The Ukrainian Gordian Knot
The fact is that even if Trump and Putin come to a common formula for ending the war in Ukraine, they will not be able to untie the Ukrainian Gordian knot on their own. Even though it is not officially part of negotiating process, Europe may try to sabotage it, prolonging the conflict or trying to freeze it, such as on the Korean peninsula.
This would be the worst option. Europe would face long-term conflict on its periphery. Resolving the Ukrainian crisis will therefore have a major impact not only on NATO but also on the existence of the European Union, which is no longer a given.
As Professor Pascal Lottaz from Neutrality Studies notes, the EU is no longer striving to remain an independent power. Increasingly, the differences between the interests of individual countries or groups of countries are becoming more apparent. The EU cannot become a prisoner of the Russophobia of the Baltic states, for instance. Hungary and Slovakia strongly oppose the continuation of the war advocated by the leading EU members.
Russia will undoubtedly continue pressing for military victory if peace efforts fail, which could lead to the disintegration of Ukraine as an integral state. In this case, the question of all post-war borders in Europe could open again.
Will Warsaw try to integrate the part of Ukraine which was part of Poland before the Second World War? Will borders between Germany and Poland, drawn after that war be questioned? No EU politician wants to think about this.
Moscow has repeatedly stated that under no circumstances will Russia allow NATO member states to send peacekeeping troops to Ukraine in any form. Yet German, British and French leaders insist this remains a possibility. There is practically no possibility of reaching a compromise.

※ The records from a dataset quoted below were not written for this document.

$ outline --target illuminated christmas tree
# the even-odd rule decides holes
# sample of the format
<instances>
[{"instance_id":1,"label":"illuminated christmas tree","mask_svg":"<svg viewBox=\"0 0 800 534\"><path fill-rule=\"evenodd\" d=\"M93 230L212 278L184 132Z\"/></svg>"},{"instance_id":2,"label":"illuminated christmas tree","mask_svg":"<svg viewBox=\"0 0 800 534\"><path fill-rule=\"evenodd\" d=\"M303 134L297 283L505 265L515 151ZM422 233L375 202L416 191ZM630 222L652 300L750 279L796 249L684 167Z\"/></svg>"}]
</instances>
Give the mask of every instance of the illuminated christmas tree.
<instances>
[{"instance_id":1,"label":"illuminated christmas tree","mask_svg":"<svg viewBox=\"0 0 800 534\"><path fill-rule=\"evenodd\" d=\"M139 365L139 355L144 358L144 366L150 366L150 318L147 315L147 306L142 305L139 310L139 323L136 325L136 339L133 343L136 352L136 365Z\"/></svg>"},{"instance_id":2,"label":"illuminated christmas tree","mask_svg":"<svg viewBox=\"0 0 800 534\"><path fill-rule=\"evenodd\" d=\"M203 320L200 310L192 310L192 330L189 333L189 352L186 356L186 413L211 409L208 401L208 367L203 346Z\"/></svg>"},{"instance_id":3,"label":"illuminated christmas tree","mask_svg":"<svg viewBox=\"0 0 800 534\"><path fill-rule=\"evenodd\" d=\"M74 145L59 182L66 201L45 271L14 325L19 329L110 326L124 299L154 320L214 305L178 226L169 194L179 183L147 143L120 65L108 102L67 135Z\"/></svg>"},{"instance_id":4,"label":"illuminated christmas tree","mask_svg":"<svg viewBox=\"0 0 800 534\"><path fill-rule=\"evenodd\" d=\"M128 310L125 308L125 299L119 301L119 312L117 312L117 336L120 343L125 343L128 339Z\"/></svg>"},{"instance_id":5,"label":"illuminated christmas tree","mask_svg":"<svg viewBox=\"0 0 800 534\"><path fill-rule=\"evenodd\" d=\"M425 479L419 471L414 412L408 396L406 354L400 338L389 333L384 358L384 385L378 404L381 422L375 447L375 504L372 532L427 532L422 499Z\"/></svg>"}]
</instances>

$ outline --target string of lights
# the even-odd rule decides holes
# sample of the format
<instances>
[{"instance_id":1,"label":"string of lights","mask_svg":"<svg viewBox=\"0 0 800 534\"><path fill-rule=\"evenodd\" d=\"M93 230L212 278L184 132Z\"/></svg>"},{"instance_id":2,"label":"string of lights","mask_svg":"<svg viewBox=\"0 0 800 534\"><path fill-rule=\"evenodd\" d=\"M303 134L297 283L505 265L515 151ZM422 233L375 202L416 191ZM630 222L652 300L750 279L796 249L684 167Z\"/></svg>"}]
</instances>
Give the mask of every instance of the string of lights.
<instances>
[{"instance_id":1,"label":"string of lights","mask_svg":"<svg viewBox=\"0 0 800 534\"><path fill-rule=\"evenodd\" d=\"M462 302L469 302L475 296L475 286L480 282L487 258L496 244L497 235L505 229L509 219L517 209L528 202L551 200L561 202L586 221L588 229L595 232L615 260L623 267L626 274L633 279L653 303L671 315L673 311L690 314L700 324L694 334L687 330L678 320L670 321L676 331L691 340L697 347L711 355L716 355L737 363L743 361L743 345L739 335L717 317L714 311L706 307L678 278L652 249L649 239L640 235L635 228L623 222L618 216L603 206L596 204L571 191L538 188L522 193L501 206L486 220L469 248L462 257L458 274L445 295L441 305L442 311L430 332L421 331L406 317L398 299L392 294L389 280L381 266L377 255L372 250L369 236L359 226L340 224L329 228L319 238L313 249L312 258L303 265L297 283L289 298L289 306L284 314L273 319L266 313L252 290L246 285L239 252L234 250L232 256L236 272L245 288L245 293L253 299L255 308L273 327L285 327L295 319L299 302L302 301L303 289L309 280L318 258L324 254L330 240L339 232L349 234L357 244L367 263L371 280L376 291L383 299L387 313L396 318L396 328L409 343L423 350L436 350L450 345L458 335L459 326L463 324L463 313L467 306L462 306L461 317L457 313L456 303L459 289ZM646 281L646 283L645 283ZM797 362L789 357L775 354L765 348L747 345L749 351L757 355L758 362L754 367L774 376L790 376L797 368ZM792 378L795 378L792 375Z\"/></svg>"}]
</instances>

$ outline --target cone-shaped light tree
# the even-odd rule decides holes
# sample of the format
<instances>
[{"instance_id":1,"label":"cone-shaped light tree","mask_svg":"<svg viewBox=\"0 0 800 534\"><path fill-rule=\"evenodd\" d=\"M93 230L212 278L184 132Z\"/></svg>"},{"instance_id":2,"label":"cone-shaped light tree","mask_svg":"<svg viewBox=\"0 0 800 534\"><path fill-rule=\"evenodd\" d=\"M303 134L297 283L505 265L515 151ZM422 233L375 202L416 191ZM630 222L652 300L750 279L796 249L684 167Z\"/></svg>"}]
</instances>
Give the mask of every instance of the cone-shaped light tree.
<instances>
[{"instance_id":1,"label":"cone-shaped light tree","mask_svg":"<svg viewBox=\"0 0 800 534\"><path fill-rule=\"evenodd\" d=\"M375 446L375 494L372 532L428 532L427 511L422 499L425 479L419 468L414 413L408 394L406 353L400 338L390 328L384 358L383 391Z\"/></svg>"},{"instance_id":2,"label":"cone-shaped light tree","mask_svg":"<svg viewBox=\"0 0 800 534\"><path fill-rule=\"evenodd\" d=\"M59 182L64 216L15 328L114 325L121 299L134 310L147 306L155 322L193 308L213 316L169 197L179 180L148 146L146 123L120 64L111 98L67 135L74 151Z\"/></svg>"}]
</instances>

The best guarantee for the security and inviolability of Ukraine, according to Sachs, would be for it to receive similar guarantees as Austria did when it declared neutrality by state treaty in 1955. This was a condition for the withdrawal of the Soviet army. This formula has proven to be the most effective security guarantee to any country. The precondition for this solution is that Ukraine officially becomes a neutral state and drops its ambition to join NATO, something Russia demands and Ukraine so far refuses to do.
A new security structure in Europe is of utmost importance for the continent and the world, one in which Russia would be an integral part. The recently declared U.S. intention to establish a 99-year U.S. corridor in the South Caucasus between Armenia and Azerbaijan is hardly an encouraging indication that Washington intends to refrain from advancing its policy of military encirclement of Russia.
Some analysts suggest that, given that Europe is an integral part of the Eurasian continent, China should also be included in this structure as a guarantor.
If the West, or leading American politicians, had agreed to the requests of Mikhail Gorbachev, Boris Yeltsin and Putin to admit Russia into NATO after the collapse of the Soviet Union, or at least not to expand the alliance into the territory of the former U.S.S.R. (and if the Ukrainian authorities had not begun oppressing the Russian minority after the Kiev coup of 2014), we would not be facing the worst crisis on the European continent since 1945.
The Ukraine war is not a consequence of alleged Russian imperialism or the expansion of its sphere of influence, but of a conscious policy of the U.S. neocons to weaken or even disintegrate Russia as a country to regain the American of Russia of the 1990s and to put pressure on China to curb its further rise. In essence, it is an attempt by the West to continue to rule the world, just as it did for centuries and throughout the post-war period.
Similarly unstable periods known by the Latin term “antebellum” (time before war), have been a constant of history. The only difference between now and before is that atomic weapons were not yet known. We have a choice: Peace or total destruction.